21 Luglio 2012

Mouse on Mars a Marina Julia per Ondelab: ballare in spiaggia strafatti di Autan

Il pubblico dei concerti è indecifrabile o forse, ipotesi che vi inviterei a non escludere, io non capisco niente di musica. I ragazzi di Dobialab, nonostante una miseria di fondi, hanno imbastito quella che potenzialmente era una delle date più interessanti di quest’estate nella nostra remota periferia del mondo, stretta fra rassegne di bande militari e date da 40.000 persone (e 70 cucuzze pro capite), e sotto il palco ci siamo trovati in poco più di cento. I soliti cento, mi verrebbe da aggiungere. Anche la location era una di quelle cose inedite, anomale, fighissime che ogni tanto saltano fuori dal nulla e ti cambiano le prospettive. Un palco enorme (persino sovradimensionato per la circostanza, ma il lunedì successivo suonavano i Subsonica), montato sulla spiaggia di Marina Julia, le luci del golfo sullo sfondo, la sabbietta sotto i piedi. Roba per pochi, evidentemente. Arriviamo prestissimo e per prima cosa imbastiamo con l’organizzazione un losco traffico di sostanze chimiche (Autan), impazza ancora il soundcheck per cui decidiamo di ripiegare sulla rutilante vita notturna di Marina Julia. Piccola nota a margine, questa non è un informazione commerciale bensì antropologica: andate a prendervi un chinotto al bar Sans Souci. Mi ringrazierete.

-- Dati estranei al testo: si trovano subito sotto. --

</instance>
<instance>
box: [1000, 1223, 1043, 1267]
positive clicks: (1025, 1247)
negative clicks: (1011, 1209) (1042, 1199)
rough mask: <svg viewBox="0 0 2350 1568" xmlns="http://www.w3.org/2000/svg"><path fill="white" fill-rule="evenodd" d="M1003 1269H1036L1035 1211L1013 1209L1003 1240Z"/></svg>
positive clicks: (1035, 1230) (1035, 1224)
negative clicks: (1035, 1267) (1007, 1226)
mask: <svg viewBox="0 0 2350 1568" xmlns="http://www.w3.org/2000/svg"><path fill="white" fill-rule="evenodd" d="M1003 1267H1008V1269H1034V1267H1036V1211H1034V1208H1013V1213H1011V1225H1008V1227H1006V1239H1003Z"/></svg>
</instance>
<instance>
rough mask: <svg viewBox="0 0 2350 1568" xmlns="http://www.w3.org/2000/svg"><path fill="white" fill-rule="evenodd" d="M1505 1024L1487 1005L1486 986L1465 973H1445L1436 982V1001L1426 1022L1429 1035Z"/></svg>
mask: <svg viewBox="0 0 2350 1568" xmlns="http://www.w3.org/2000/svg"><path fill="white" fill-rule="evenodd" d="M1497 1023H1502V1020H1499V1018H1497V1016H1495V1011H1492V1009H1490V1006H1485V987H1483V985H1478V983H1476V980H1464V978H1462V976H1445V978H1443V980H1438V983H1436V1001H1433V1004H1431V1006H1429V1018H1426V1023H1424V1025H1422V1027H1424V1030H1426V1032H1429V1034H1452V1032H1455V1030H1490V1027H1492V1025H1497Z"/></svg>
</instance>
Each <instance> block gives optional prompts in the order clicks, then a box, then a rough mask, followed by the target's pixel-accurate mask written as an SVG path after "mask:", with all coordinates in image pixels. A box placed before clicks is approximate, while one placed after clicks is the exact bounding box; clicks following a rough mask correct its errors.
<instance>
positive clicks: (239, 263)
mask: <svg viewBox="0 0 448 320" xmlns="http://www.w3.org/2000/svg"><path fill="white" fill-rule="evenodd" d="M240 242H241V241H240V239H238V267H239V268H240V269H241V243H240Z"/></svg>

Ritorniamo e hanno già attaccato Il moro e il quasi biondo, progetto che fa riferimento a quel mattacchione di Matteo Dainese che, in un caleidoscopio di percussioni e paperelle di gomma, ci accompagna verso un interessante set dub techno di un dj a me sconosciuto (hey ciao dj a me sconosciuto, sei bravo, hai messo Mikkel Metal, rispetto assoluto) mentre finiscono di allestire il palco per l’headliner della serata. Poi macchina del fumo a palla, bassline su onda quadra, effettoni potenti e inizia lo show.

La prima cosa che si nota è che la batteria è tanto indietro, troppo indietro. È un po’ il bello e il brutto di queste lineup miste elettroniche/acustiche, l’amalgama è davvero una cosa difficile da ottenere, quando funziona si entra nel dominio della figata ma quando la maionese impazzisce son dolori. Qui, va detto, la maionese non è mai impazzita ma il gusto di quel limone si sentiva davvero troppo poco. Un live set diviso in tre tempi ben definiti, quello dei topi su marte. La prima parte gioca su ritmi lenti, che tirano indietro, inframmezzati da volute di synth volutamente ostiche (e mi si scusi l’allitterazione). Il ritmo cresce in una progressione regolare fino ad una parte centrale più dritta e più piena, che infatti prende meglio il pubblico. Finale di nuovo più ostico, con ritmiche involute e giri indecifrabili. In definitiva un set centrato sul flusso, pensato per creare quell’onda sinusoidale di climax e anticlimax su cui si gioca la differenza fra un’esibizione di questo tipo e un concerto tradizionale.